AMD Graphics Core Next: Out With VLIW, In With SIMD

The fundamental issue moving forward is that VLIW designs are great for graphics; they are not so great for computing. However AMD has for all intents and purposes bet the company on GPU computing – their Fusion initiative isn’t just about putting a decent GPU right on die with a CPU, but then utilizing the radically different design attributes of a GPU to do the computational work that the CPU struggles at. So a GPU design that is great at graphics and poor at computing work simply isn’t sustainable for AMD’s future.

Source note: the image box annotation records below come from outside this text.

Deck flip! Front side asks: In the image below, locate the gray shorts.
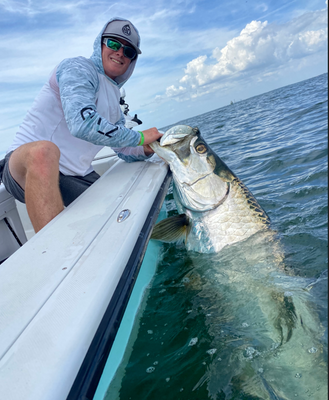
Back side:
[0,151,99,206]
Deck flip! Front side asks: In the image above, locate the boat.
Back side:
[0,104,171,400]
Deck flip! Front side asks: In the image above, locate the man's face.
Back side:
[102,39,131,79]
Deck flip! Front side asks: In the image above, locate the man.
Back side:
[0,18,161,232]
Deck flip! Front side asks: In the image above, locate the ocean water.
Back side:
[105,74,328,400]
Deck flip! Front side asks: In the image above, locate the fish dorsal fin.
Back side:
[151,214,190,243]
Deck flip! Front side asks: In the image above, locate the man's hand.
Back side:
[142,128,163,156]
[142,128,163,145]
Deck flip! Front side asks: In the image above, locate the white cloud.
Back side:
[164,10,328,100]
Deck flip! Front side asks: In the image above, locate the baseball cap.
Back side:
[102,20,142,54]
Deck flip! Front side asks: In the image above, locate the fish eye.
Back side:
[195,144,207,154]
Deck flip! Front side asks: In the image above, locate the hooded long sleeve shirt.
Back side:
[7,18,148,176]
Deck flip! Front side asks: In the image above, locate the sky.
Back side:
[0,0,328,156]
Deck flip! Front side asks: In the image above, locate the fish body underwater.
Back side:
[151,125,270,253]
[151,125,328,400]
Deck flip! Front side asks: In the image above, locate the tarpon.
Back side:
[150,125,270,253]
[151,125,327,400]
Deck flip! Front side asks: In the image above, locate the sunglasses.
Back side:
[103,38,137,60]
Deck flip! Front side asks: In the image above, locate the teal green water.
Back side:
[99,74,328,400]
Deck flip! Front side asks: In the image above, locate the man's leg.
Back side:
[9,140,64,232]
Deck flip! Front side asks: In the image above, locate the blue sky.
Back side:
[0,0,328,155]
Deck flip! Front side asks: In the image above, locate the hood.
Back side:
[90,17,140,88]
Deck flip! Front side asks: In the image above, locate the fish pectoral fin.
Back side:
[151,214,190,243]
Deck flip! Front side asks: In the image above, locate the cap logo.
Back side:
[122,25,131,36]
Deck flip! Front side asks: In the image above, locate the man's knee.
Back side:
[9,140,60,189]
[26,140,60,167]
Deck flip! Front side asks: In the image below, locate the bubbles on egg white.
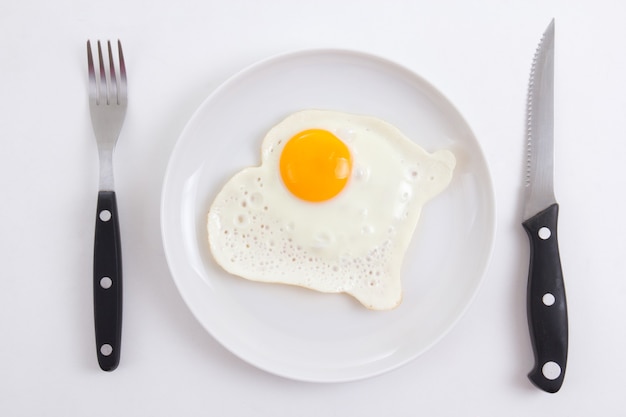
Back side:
[207,111,455,309]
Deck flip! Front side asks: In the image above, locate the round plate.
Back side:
[161,50,495,382]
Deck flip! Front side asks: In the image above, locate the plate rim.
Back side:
[160,48,497,383]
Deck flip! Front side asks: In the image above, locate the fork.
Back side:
[87,40,127,371]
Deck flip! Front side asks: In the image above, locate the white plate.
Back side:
[161,50,495,382]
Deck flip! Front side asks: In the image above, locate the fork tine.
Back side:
[117,39,127,103]
[98,41,109,104]
[87,41,98,100]
[107,41,120,104]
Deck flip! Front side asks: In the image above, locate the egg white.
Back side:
[207,110,456,310]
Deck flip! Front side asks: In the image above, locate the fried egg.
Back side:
[207,110,456,310]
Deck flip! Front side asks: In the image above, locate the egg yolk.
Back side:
[280,129,352,202]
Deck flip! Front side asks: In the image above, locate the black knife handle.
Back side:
[522,203,568,393]
[93,191,122,371]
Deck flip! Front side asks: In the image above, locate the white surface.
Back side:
[161,49,495,382]
[0,0,626,416]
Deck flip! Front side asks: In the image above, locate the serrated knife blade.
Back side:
[522,19,568,393]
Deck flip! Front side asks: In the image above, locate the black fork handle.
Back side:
[93,191,122,371]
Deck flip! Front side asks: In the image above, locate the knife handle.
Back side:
[522,203,568,393]
[93,191,122,371]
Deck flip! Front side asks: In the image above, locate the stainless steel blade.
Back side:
[524,20,556,219]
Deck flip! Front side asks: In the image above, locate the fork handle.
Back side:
[93,191,122,371]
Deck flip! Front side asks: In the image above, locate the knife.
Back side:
[522,19,568,393]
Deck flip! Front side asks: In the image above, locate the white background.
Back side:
[0,0,626,417]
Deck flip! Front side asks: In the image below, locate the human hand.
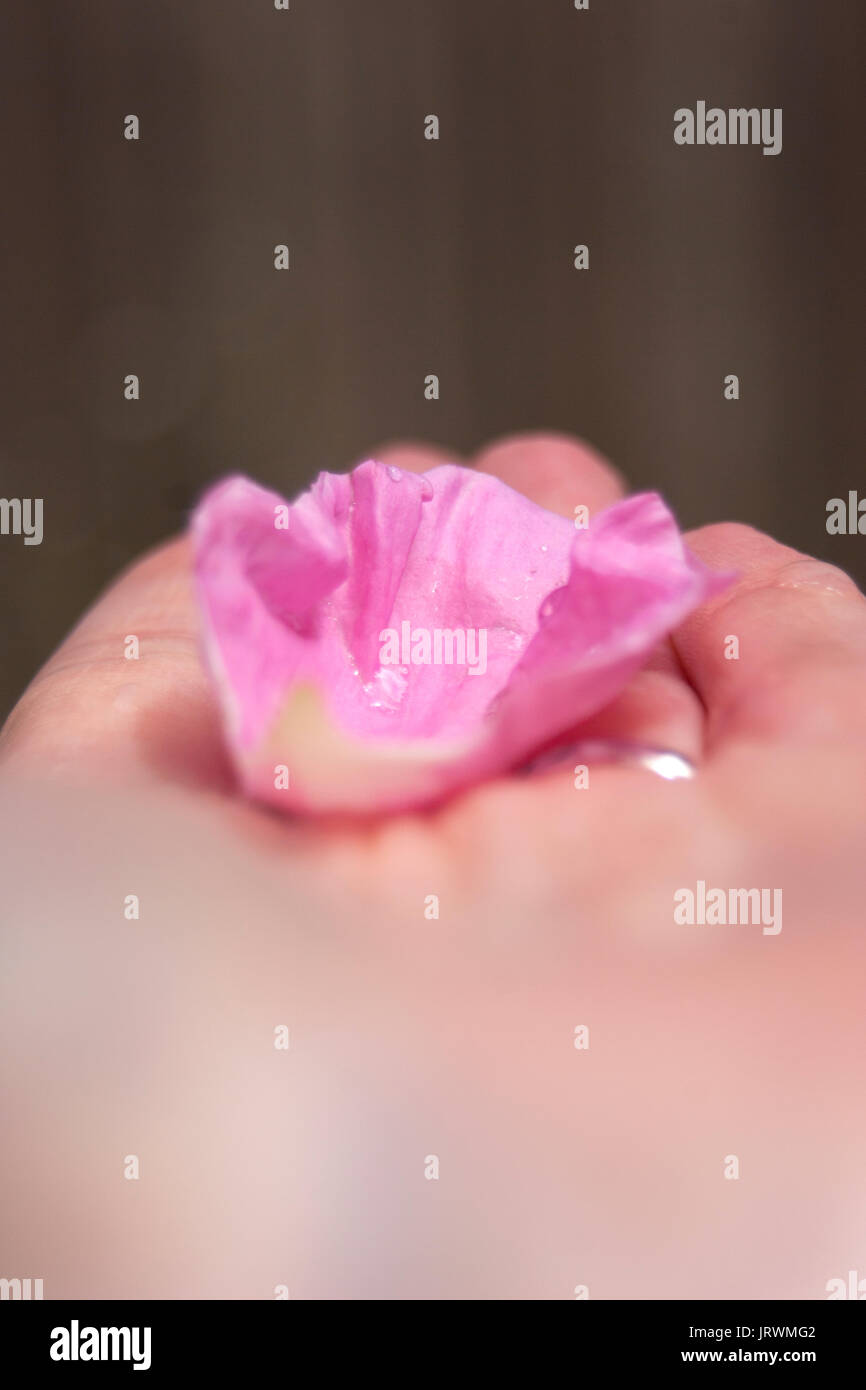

With AMD Graphics Core Next, VLIW is going away in favor of a non-VLIW SIMD design. In principal the two are similar – run lots of things in parallel – but there’s a world of difference in execution. Whereas VLIW is all about extracting instruction level parallelism (ILP), a non-VLIW SIMD is primarily about thread level parallelism (TLP).

Without getting unnecessarily deep into the differences between VLIW and non-VLIW (we’ll save that for another time), the difference in the architectures is about what VLIW does poorly for GPU computing purposes, and why a non-VLIW SIMD fixes it. The principal issue is that VLIW is hard to schedule ahead of time and there’s no dynamic scheduling during execution, and as a result the bulk of its weaknesses follow from that. As VLIW5 was a good fit for graphics, it was rather easy to efficiently compile and schedule shaders under those circumstances. With compute this isn’t always the case; there’s simply a wider range of things going on and it’s difficult to figure out what instructions will play nicely with each other. Only a handful of tasks such as brute force hashing thrive under this architecture.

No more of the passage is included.